In what’s becoming an annual mid-holiday tradition, I picked up the latest copy of the Bill James Handbook this evening. If there’s one theme emerging during the first thumbing-through, it’s “Thank God for the Kansas City Royals.”
In many categories, the Sox were near the bottom of the league — but never close to last, thanks to their AL Central counterparts. I’ll go through a few of these occurrences and some other interesting nuggets.
- The Sox were second-to-last in manufactured runs (137), which should come as no surprise. Only the Royals were worse (130).
- At .370, Alexei Ramirez had the second-highest batting average against left-handed pitching. Derek Jeter hit .395.

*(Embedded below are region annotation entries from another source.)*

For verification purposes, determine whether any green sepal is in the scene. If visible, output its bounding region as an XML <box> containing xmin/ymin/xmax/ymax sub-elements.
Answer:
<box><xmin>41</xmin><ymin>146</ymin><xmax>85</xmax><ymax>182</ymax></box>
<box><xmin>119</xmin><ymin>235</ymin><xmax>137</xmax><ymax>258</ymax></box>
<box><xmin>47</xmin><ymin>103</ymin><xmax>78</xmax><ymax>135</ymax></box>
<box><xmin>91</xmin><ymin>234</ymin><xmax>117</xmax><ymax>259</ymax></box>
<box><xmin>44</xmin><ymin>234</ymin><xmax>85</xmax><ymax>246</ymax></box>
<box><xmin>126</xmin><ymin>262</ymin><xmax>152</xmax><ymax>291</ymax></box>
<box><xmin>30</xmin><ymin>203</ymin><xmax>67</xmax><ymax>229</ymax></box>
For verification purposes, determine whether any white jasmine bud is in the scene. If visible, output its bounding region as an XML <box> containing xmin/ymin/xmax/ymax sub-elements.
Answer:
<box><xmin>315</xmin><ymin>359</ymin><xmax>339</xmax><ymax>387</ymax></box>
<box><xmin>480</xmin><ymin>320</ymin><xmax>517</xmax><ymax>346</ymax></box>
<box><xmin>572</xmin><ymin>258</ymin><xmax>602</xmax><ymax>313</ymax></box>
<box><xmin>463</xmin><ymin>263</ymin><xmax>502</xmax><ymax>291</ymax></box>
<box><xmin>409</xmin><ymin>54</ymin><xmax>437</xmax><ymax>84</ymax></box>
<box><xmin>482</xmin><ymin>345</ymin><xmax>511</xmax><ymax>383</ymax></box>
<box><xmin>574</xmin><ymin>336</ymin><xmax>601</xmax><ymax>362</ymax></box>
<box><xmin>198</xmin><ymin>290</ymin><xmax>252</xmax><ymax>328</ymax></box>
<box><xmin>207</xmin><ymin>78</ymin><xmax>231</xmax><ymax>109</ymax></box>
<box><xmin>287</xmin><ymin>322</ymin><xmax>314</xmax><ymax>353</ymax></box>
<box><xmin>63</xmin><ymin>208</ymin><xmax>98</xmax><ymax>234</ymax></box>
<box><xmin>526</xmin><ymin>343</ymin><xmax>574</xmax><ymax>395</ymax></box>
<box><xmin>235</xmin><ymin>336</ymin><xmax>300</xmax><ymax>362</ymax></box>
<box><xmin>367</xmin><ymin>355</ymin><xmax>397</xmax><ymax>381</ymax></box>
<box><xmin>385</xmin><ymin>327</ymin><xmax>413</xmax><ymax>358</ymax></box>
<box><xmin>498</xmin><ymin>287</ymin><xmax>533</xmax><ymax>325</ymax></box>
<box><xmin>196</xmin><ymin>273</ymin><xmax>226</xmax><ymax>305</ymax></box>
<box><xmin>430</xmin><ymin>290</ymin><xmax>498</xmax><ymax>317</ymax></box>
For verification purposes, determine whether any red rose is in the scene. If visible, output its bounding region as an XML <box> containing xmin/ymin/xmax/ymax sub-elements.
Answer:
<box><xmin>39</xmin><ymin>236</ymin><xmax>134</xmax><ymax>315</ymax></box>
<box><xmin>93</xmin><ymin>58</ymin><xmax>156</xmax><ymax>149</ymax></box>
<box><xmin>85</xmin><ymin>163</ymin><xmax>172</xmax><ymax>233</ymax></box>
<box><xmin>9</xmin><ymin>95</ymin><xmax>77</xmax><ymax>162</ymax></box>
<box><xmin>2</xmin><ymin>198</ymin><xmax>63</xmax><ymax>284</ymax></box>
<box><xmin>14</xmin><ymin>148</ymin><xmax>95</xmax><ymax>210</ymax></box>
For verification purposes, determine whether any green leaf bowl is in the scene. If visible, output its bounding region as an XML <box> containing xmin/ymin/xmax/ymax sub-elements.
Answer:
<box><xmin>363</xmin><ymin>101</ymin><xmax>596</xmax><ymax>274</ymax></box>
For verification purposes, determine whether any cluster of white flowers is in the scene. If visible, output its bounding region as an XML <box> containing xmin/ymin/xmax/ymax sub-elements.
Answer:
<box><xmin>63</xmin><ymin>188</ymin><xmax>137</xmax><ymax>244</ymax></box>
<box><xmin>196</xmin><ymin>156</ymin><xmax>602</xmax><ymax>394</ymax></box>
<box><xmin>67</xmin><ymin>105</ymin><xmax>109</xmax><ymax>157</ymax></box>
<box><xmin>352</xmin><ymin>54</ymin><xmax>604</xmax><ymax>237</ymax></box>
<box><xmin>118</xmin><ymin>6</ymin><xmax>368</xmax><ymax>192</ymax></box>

- Scott Podsednik (5.58) and A.J. Pierzynski (5.90) finished sixth- and seventh-worst in percentage of plate appearances resulting in an RBI.
- The Sox were the sixth-worst baserunning team (-20). The Royals finished at -67. Both teams finished second-to-last in outs made advancing with 35.
- D.J. Carrasco had 25 long outings — 25 or more pitches — which was good for second in the league to Baltimore’s Brian Bass. Carrasco had three more relief innings.
- The only Sox reliever to record a save when entering with the tying run on base? Tony Pena.
- John Danks had the second-highest percentage of pitches in the strike zone to Minnesota’s Scott Baker.
- Danks, Mark Buehrle and Clayton Richard were three of six pitchers to pick off six runners or more.
- Gavin Floyd has the least-hittable curve in terms of OPS (.410).
- Chris Getz was the only infielder to show up on the plus-minus trailers list, finishing 10 plays below average, sixth-worst among major-league second basemen.
- Jermaine Dye was the worst right fielder over the last year (-28), and over the last three years cumulatively (-81).
- Carlos Quentin wasn’t much better (-20).